Aturan ini dinilainya sangat penting mengingat Indonesia akan terus mengalami kebocoran data dalam waktu dekat. 

“Peraturan ini penting karena semakin banyak kasus pelanggaran data dan juga karena batas waktu ketentuan peralihan yang diatur dalam UU PDP adalah 2 tahun sejak undang-undang tersebut disahkan pada 17 Oktober 2022. Artinya Anda hanya punya waktu 2 bulan lagi untuk membentuk organisasi ini,” ujarnya.

Sebelumnya, peretas diketahui menawarkan data ASN yang diretas di BreachForums, wadah jual beli hasil peretasan, seharga US$10.000 atau sekitar Rp 160 juta.

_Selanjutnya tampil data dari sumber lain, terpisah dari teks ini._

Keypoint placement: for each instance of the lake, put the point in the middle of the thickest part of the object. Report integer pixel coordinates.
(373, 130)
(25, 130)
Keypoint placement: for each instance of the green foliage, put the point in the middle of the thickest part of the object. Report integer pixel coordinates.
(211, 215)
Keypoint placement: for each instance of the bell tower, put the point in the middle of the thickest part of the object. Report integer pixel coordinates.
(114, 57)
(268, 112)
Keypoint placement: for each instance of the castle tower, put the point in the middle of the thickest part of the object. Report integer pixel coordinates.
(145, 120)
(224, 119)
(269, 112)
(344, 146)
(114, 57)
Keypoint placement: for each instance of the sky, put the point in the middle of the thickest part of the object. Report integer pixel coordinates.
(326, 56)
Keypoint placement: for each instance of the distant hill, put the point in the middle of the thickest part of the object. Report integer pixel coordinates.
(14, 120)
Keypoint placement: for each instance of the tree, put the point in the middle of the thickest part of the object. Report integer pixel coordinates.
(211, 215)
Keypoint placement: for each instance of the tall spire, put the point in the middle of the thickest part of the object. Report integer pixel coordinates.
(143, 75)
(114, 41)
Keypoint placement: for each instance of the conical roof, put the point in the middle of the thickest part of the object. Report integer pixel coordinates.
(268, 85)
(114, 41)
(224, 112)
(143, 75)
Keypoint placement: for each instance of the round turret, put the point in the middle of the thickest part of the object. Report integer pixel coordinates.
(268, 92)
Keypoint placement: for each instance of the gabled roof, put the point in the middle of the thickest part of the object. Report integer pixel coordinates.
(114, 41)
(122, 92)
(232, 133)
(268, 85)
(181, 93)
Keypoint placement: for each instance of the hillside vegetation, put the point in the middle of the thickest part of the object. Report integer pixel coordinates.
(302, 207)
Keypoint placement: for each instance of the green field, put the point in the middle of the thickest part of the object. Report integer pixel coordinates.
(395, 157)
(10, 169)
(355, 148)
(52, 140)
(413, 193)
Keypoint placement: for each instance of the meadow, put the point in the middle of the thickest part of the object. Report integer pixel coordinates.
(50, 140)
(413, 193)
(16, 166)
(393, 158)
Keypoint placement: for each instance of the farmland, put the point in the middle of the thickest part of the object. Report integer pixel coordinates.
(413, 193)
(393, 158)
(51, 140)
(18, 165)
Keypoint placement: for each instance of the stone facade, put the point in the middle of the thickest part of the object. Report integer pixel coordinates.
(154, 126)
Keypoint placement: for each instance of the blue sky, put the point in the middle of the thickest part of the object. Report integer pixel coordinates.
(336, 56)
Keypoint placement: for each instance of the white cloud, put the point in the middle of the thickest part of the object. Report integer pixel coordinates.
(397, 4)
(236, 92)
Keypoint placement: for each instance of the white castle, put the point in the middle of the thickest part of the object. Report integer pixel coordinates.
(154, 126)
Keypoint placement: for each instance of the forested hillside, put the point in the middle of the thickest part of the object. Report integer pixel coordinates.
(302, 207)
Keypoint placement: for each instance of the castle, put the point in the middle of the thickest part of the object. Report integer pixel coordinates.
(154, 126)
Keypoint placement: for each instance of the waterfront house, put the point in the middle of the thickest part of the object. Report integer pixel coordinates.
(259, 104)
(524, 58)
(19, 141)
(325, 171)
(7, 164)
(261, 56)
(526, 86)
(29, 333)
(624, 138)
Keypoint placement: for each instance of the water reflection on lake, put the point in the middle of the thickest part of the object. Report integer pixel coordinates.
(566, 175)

Peretas mengaku mendapatkan data BKN sebanyak 4.759.218 baris.

Data tersebut meliputi tempat dan tanggal lahir, gelar, tanggal calon pegawai negeri sipil (SK CPNS), tanggal PNS, Nomor Pokok PNS (PIN), nomor SK, nomor surat PNS, kecamatan, pos, instansi, alamat, nomor induk, nomor telepon, email, pendidikan, jurusan, tahun kelulusan. 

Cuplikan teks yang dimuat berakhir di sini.